A 40-year study finds Generation Z is avoiding sex, alcohol, and driving like never before
Today's teenagers don't seem to care much about hitting the open road, scoring a six-pack with a fake ID, or asking their peers out on dates.
According to a new study from psychologists Jean Twenge and Heejung Park, teenagers instead prefer to sit at home, say no to drugs and alcohol, and scroll through a litany of social media apps.
The study, published in the journal Child Development, analyzed survey responses from 8.3 million teenagers given between 1976 and 2016. Overwhelmingly, today's teens were found to be less likely to drive, work for pay, go on dates, have sex, or go out without their parents.
"This isn't just about parenting," Twenge told Business Insider. "It's also about teens themselves and the economy and fertility rates and people living longer."

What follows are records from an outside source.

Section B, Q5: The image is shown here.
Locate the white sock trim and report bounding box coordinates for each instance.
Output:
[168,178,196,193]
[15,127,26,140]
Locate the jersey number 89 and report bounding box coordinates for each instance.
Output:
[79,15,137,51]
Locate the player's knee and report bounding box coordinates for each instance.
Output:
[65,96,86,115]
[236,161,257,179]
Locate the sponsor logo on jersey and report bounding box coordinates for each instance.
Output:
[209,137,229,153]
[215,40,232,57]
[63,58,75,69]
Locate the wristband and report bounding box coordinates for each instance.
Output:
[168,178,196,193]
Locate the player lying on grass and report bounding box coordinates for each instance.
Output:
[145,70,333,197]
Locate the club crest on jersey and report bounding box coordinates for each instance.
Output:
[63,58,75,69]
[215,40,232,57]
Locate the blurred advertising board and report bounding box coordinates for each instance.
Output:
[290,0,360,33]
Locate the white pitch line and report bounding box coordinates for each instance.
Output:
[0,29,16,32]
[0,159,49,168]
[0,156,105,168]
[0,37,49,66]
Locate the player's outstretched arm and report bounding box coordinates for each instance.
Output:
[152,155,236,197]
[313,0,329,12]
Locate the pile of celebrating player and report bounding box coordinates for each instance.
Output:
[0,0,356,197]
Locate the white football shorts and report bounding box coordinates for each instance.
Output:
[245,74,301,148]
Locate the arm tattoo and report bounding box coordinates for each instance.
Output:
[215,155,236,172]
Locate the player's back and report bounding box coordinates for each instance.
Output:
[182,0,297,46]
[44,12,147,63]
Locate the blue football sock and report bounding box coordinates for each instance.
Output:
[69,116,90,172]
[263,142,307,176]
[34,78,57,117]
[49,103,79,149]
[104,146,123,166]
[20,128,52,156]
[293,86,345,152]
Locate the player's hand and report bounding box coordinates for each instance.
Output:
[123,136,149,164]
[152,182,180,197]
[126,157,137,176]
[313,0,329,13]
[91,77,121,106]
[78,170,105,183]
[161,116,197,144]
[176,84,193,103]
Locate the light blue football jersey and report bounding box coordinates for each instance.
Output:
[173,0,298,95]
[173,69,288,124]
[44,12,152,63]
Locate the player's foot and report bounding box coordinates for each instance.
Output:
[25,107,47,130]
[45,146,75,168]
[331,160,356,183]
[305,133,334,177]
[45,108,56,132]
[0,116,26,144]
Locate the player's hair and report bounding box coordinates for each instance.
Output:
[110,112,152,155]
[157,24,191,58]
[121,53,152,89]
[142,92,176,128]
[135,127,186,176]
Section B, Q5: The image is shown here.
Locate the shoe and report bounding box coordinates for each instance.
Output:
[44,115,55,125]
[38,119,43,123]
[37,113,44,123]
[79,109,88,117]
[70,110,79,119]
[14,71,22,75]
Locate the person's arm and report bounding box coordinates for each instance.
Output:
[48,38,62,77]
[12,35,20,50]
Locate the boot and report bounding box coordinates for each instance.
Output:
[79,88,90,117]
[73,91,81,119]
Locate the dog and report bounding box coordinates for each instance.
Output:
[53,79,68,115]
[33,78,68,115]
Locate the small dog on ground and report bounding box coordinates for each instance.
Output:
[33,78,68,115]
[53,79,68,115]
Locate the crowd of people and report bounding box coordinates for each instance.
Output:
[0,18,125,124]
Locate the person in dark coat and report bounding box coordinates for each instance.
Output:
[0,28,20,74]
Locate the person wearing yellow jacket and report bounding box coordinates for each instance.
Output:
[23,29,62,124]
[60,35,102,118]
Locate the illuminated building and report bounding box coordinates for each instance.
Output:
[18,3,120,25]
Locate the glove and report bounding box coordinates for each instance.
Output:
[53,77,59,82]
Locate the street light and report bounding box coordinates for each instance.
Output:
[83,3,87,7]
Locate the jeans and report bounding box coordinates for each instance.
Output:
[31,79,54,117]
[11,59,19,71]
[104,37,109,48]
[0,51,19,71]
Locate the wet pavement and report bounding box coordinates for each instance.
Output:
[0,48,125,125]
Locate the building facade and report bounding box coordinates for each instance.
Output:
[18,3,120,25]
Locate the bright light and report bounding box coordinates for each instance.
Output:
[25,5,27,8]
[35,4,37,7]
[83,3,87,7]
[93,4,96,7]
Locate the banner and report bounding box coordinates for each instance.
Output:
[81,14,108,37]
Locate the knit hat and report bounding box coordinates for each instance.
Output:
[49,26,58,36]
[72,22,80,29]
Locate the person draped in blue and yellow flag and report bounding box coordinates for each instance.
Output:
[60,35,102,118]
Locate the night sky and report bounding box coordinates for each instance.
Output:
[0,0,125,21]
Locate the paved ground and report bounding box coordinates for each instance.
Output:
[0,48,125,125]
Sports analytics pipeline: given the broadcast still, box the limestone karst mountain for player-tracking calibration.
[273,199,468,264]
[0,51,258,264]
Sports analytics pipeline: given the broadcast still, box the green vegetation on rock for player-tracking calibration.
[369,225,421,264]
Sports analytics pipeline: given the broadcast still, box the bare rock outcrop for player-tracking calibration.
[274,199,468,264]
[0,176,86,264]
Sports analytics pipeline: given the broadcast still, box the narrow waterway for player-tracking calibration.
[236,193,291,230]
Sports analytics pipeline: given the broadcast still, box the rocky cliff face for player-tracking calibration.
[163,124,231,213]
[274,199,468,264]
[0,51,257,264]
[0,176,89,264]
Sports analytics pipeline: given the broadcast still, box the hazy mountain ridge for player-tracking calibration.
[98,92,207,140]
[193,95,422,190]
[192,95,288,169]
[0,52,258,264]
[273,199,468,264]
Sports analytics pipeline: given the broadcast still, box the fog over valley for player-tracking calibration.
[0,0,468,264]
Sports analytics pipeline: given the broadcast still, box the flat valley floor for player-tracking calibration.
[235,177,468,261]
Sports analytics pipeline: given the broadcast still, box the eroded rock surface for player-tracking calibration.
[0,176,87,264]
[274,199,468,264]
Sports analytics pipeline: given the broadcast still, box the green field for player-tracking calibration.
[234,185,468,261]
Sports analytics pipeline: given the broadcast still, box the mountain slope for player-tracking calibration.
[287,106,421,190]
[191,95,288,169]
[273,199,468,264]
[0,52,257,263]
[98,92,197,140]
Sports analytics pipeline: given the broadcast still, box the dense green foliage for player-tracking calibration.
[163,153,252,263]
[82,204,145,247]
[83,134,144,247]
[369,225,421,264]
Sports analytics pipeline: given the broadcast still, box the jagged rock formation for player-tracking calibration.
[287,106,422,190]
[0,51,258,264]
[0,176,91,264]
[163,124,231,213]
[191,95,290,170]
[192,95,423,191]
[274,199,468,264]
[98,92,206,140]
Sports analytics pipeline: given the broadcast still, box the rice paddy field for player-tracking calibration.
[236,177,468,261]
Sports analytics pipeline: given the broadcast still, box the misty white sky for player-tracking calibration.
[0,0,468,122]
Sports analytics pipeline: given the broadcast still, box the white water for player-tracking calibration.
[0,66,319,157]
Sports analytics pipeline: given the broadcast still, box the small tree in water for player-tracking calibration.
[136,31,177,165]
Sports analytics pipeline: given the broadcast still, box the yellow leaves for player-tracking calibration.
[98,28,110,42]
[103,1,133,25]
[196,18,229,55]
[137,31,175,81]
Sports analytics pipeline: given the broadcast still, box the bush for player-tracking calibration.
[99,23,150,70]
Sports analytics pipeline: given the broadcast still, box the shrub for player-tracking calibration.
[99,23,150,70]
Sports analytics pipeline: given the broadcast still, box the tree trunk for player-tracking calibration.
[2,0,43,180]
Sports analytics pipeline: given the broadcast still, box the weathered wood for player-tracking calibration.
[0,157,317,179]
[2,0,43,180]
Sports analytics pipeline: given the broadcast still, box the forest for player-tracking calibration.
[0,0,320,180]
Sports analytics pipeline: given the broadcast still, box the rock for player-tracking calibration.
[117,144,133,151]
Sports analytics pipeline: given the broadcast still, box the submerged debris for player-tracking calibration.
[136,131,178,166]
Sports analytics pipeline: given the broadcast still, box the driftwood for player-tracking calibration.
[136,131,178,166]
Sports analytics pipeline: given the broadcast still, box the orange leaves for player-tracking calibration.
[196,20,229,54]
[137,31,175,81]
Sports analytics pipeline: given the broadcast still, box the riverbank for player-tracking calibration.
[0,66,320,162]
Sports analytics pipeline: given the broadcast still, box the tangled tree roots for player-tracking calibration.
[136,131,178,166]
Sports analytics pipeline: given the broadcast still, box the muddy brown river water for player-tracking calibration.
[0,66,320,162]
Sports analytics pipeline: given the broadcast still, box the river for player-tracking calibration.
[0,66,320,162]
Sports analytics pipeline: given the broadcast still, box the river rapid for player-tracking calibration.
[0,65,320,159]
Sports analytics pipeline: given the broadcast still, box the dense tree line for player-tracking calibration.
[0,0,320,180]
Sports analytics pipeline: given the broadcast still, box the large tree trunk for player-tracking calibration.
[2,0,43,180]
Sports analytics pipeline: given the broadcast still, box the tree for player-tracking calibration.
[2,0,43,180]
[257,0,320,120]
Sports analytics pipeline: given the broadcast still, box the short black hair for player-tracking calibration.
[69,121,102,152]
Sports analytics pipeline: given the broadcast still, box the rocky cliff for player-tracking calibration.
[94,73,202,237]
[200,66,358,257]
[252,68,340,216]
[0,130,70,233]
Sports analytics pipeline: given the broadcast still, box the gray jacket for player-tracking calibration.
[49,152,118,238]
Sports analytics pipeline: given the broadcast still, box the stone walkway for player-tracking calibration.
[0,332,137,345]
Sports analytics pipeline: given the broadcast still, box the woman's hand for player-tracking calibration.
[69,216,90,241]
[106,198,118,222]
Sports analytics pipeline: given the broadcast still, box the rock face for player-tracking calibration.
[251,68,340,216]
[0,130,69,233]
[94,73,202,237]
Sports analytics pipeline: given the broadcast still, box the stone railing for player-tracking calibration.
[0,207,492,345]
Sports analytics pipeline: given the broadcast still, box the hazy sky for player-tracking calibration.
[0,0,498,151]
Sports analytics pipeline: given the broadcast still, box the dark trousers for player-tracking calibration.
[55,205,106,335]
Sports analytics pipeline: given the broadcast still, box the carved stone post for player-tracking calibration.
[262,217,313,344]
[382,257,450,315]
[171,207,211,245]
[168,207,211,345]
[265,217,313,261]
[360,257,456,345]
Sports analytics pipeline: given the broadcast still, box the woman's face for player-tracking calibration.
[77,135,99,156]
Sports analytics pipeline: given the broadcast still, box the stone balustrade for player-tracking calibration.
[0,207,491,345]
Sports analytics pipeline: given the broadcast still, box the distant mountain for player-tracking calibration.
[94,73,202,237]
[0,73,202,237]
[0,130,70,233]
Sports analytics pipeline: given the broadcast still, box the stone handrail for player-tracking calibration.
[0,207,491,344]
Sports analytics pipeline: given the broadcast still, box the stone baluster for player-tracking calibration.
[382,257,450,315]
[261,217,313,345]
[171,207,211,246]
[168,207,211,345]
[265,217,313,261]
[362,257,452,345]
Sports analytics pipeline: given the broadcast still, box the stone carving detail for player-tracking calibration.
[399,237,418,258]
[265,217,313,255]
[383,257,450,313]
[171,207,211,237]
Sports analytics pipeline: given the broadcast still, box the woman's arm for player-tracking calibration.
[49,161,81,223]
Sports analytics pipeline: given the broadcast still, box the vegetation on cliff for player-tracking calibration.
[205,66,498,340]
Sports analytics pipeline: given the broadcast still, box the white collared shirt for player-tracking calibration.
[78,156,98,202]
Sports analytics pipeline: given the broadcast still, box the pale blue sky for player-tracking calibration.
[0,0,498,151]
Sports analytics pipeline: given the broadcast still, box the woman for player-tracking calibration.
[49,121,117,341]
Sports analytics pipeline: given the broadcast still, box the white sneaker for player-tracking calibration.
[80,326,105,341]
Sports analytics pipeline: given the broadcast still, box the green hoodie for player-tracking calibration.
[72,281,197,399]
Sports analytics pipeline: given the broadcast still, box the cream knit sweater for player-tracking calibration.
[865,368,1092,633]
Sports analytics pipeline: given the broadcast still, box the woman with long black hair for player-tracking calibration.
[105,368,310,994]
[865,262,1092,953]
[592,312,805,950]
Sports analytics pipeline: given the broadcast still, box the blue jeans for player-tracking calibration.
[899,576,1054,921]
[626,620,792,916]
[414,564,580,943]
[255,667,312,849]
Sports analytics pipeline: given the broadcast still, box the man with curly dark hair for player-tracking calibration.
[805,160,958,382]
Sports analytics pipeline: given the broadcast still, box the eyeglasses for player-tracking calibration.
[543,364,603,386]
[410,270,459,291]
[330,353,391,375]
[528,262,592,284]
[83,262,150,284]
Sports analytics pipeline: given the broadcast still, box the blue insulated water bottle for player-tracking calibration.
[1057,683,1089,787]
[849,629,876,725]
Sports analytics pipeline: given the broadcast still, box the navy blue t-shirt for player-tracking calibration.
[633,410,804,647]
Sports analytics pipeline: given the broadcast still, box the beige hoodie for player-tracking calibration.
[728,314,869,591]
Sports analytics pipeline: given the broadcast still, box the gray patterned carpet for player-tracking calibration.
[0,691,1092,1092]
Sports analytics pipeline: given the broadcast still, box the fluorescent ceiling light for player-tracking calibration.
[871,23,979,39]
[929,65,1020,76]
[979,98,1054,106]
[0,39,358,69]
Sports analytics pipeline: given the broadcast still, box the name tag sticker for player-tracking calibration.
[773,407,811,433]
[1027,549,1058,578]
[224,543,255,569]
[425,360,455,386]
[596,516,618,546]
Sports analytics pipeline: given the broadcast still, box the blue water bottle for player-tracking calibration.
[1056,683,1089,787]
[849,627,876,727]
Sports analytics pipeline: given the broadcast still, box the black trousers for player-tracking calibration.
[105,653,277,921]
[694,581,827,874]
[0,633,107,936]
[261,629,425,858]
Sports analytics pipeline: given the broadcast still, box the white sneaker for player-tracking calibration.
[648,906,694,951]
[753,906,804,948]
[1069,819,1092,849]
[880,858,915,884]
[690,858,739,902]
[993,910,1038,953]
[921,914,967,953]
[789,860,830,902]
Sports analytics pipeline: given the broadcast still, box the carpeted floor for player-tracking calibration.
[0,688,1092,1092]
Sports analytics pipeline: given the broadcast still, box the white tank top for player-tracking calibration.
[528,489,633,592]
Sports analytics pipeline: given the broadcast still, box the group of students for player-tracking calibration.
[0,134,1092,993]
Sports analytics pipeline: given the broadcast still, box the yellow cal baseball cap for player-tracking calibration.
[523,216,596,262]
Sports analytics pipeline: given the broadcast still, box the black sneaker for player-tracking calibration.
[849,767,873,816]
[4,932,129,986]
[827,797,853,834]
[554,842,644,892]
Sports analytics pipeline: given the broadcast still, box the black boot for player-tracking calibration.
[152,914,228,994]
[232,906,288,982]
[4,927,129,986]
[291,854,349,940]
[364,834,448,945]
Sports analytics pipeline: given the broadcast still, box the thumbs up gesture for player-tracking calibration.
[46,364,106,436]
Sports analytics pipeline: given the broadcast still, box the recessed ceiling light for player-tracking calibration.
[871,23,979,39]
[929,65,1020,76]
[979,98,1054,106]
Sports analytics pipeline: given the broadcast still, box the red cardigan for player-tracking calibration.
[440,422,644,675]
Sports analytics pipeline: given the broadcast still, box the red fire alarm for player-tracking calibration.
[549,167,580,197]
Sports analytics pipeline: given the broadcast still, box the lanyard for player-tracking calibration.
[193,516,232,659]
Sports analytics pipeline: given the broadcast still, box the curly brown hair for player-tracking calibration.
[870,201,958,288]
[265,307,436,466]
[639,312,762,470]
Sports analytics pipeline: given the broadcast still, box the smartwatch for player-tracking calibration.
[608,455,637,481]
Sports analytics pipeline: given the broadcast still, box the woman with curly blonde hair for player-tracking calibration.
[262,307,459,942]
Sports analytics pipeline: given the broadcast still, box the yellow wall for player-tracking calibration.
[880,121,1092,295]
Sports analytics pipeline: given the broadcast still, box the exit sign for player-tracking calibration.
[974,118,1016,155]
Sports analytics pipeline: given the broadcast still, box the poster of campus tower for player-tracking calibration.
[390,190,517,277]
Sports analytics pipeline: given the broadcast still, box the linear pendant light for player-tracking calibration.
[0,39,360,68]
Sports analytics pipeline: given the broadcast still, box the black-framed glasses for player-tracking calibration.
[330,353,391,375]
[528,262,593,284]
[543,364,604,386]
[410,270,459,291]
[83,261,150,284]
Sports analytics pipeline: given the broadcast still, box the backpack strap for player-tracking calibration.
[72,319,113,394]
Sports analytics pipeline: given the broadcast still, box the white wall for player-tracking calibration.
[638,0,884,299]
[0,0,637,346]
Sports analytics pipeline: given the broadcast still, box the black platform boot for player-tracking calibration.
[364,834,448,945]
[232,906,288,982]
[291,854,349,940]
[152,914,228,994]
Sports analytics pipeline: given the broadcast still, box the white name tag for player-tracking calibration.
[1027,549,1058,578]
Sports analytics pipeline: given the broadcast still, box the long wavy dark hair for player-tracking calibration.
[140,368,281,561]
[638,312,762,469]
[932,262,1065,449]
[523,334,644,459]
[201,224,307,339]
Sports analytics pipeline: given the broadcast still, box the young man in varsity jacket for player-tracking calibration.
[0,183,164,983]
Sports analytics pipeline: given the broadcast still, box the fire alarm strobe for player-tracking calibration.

Of course, since the study's conclusions are based on personal survey responses, the findings may not apply broadly to all of Gen Z. There are also bound to be members of the generation for whom the traits don't apply, as with any demographic study.
But Twenge chalked the findings up to an overall shift in the way society has operated. She is the author of "iGen: Why Today's Super-Connected Kids are Growing Up Less Rebellious, More Tolerant, Less Happy – and Completely Unprepared for Adulthood." The book explores the conditions in which today's youth are being raised. Contrary to popular belief, Twenge said, teens aren't lazy or square — they're a product of their environment like every other generation.
In the mid-20th-century, she said, people adopted what evolutionary psychologists call a "fast-life strategy." Lifespans were shorter, work was more imperative, and so kids grew up relatively quickly without as much supervision from their parents. By the year 2000, though, the US had taken up a "slow-life strategy." People were living longer, resources were more abundant, and people started raising their kids to stay kids longer.
Because there seems to be less of a need for modern teens to become adults, Twenge and Park's research suggests that today's 18-year-old more closely resembles a 15-year-old of the 1970s or '80s.
However, one of the most disturbing characteristics of Generation Z, or "iGen" in Twenge's parlance, is that suicide rates have now surpassed homicide rates. Twenge believes smartphones may play a crucial role. Gen Z is the first generation to be raised according to this slow-life strategy as smart phones became prominent. (Its members, after all, are the first to have no concept of life without the internet.) Instead of working or playing outside, teens are more likely to feel isolated and tethered to their devices.
"Today's teens may go to fewer parties and spend less time together in person, but when they do congregate, they document their hangouts relentlessly — on Snapchat, Instagram, Facebook," Twenge wrote recently in The Atlantic. "Those not invited to come along are keenly aware of it."
But getting rid of smartphones shouldn't be parents' first goal if they want to safeguard their kids' mental health. As per the study's findings, Twenge said the first goal should be encouraging independence. If kids are more concerned with working or getting involved in their community, they'll naturally have less idle time to fill with their smartphone.
At the same time, not all of Gen Z's traits are problems that need to be solved, she said, like the lower incidences of drinking and sex.
"Let's have those go to zero," she said. "That would be just fine."